Well I am going to do what I don't really like don't really think is polite but I am rushed and so I am going to "dump" and run.  My apologies - I think it rude.  I hope you will understand and forgive me - GS
Title: Re: Getting Stronger - Breaking through paralysis
Post by: Hopalong on September 15, 2010, 09:39:31 PM
When I knew my brother was irredeemably gone from my life (as in anyone I will ever want to "belong to") was when he hurt my daughter (willingly and with relish).

Matter of fact, the day I decided to divorce her father, the same thing happened (he gratuitiously hurt her, age 6, and she cried for an hour...and he wouldn't go talk to her). Done. Finito.

So ... a grandfather who'd deny his son that $1 pledge, and for such an unfair reason?

Imo...

done.

finito...

grrrrrrrrrrrrrrrrrrrrrrrrrrrrrrrrrrrrrrrrrrrrrrr

Hops
Title: Re: Getting Stronger - Breaking through paralysis
Post by: sKePTiKal on September 16, 2010, 07:45:37 AM
We do something that looks a little strange in art, when we're trying to solve for why a composition doesn't feel "right" or doesn't "work". We'll take the image and turn it upside down... and then look at the balance of objects, the balance of color, and how the eye moves across the image. Sometimes we even find a way to improve the image!  :D

Your experience reminded me of that because you expressed all the elements you need to solve the remaining questions you have about it. The answers are there; it's just in how you're looking at it that is evoking the questions.

The big question you posed, about the feeling of being put down because you connected with your son's experience (and consequently, recognized your own past feelings)... is one of those "interpretations" that we impose on other people based on how we were treated by the insufficient, cruel, or negligent parents of the past. It would FIT if it was your Dad implying that "it was all in the past" - be a put down, that is. He would be denying you the right to your feelings and his responsibility for his part in your feelings - which are truly outside of time - and until you've resolved them, will continue to occur when tweaked by a present day situation.
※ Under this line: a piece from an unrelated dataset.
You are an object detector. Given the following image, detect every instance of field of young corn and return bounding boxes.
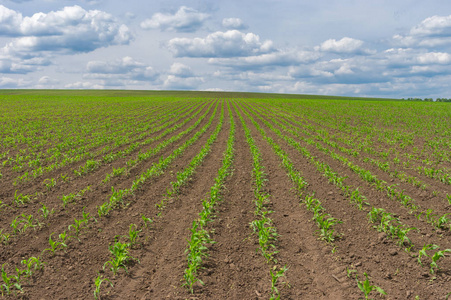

But from another person - even a friend - it's something else. It's meant well; to help soothe and restore your equilibrium, I think. To help you resist the magnetic pull into the old black hole loops of feeling bad... paralysis... feeling bad... etc. It's meant to remind you that except for emotional processing and healing ["except" is admittedly a LOT], there's often not a lot we can do about old hurts: we can identify, acknowledge, soothe again (for the nth time... there's always an "again") and then turn our attention to handling the things we can do something about, in the present. Sometimes, we can even find ways to address old hurts by dealing with more current ones... from our new place within ourselves.

You didn't say how your son felt. Was it an important issue for him? Were his feelings hurt? Did he just shrug it off? Like it was no big deal? Or does it bother him? Does he know it upset you and why? And does he want a "mother-tiger" defending him? Or will he decide to work it out for himself?

I know I have to be careful with my girls - when something happens to them and they're expressing feelings or trying to resolve an emotional predicament - I have to make a conscious effort to not let bits of their experience click into my old crap... and then express that back to them from my old wounded perspective. It's just not the same situation for them; even with my mom - it's a whole different set of circumstances for them, than what I deal/dealt with. Sometimes, they even teach me things or put something from the past, to rest!!

I do know these things have to be expressed - somehow, somewhere - or they're like an unnoticed drop of battery acid that in time burns right through skin and bone.

Bounce it off your new armor, GS... you don't have to go "back" anymore!!